Fig. 1: Coupling winding number: definition, pseudo-spin-contrasting characteristics, and k-space vortices.

a Coupling winding number \({W}_{B\to A}\), a real-space topological invariant, defined by tracing the evolution of the coupling coefficient along a closed path S (parameterized by the relative angle \(\theta\)) where one resonator (B, blue) winds counterclockwise around the other (A, red). Consider a pair of coupled resonators with continuous rotational symmetry that support modes with angular-momentum quantum numbers \(\pm {m}_{A}\) and \(\pm {m}_{B}\), respectively, within the frequency range of interest. The coupling winding numbers assume a simple form and take opposite values for the opposite pseudo-spins (\(\uparrow\), \(\downarrow\), see Eq. (2) for the definition). b–d Vortices of the k-space coupling coefficient at the \({\boldsymbol{\Gamma }}\) point in the Brillouin zone of \({\left.{C}_{N}\right|}_{N=\mathrm{3,4,6}}\) crystal, controlled by the coupling winding number.

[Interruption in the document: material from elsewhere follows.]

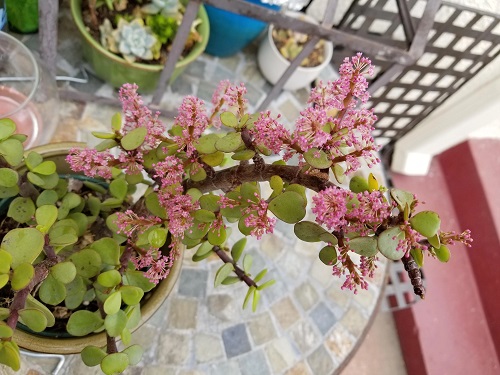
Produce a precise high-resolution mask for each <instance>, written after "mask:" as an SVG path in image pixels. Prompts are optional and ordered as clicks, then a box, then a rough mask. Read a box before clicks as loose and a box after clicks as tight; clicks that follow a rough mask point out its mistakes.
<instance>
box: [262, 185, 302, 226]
mask: <svg viewBox="0 0 500 375" xmlns="http://www.w3.org/2000/svg"><path fill="white" fill-rule="evenodd" d="M269 210H270V211H271V212H272V213H273V214H274V215H276V217H277V218H278V219H280V220H282V221H284V222H285V223H288V224H294V223H296V222H298V221H300V220H302V219H303V218H304V217H305V216H306V209H305V208H304V198H302V196H301V195H300V194H299V193H296V192H295V191H285V192H284V193H283V194H280V195H278V196H277V197H276V198H274V199H273V200H272V201H271V202H270V203H269Z"/></svg>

The k-space coupling term \({f}_{B\to A}^{s}\) is computed by summarizing up the nearest \(B\to A\) couplings: \({f}_{B\to A}^{s}\left({\bf{k}}\right)=\mathop{\sum }\nolimits_{n=1}^{N}{t}_{B\to A}^{s}({\theta }_{n}){e}^{i{\bf{k}}\cdot {{\bf{a}}}_{n}}\) with \({{\bf{a}}}_{n}=a\cos ({\theta }_{n})\hat{x}+a\sin \left({\theta }_{n}\right)\hat{y}\), \({\theta }_{n}=2\pi \left(n-1\right)/N\), and \({t}_{B\to A}^{s}\left({\theta }_{n}\right)={t}_{0}{e}^{i{W}_{B\to A}^{s}({\theta }_{n}-{\theta }_{1})}\) with \({t}_{0}\) being a positive real number. Note that once \({W}_{B\to A}^{\uparrow }\) is known, \({W}_{B\to A}^{\downarrow }\) can be inferred from \({W}_{B\to A}^{\downarrow }=-{W}_{B\to A}^{\uparrow }\), so only \({W}_{B\to A}^{\uparrow }\) is indicated in (b–d).